Etnografya Müzesine ev sahipliği yapan binanın tarihi 1831 yılında kadar uzanmaktadır. Yapı o tarihte vebalılar için St. Roch Hastane ve Manastırı olarak inşa edilmiştir. Fransız’lar tarafından inşa edilen yapıda; Efes’ten getirilen bloklar ve mermer mezar taşları kullanılmıştır. 1845 yılında yapının bir bölümü Fransız’lar tarafından fakir ve kimsesiz Hıristiyanların bakılması için, bir bölümü de Doğum Evi ve Zührevi Hastalıklar Hastanesi dönüştürülmüştür.

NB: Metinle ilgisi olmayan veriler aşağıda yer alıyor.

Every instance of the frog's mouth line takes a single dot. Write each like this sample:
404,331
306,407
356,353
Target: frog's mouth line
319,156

Bina, 1919 yılında, Ex-Oriente Lux (Doğu’dan Yükselen Işık) adıyla üniversite olarak kullanılmıştır. Atina’daki klasikçi üniversitenin aksine burası bir bilim akademisi olarak düşünülmüştü. Almanya’dan Yunan asıllı matematikte değişik teoremleri bulunan ünlü matematikçi Constantin Carathedodory buraya dekan olarak atanmıştır. İşgal yılları içinde bu amaçla kullanılan bina 1923’te tekrar boşaltılmıştır.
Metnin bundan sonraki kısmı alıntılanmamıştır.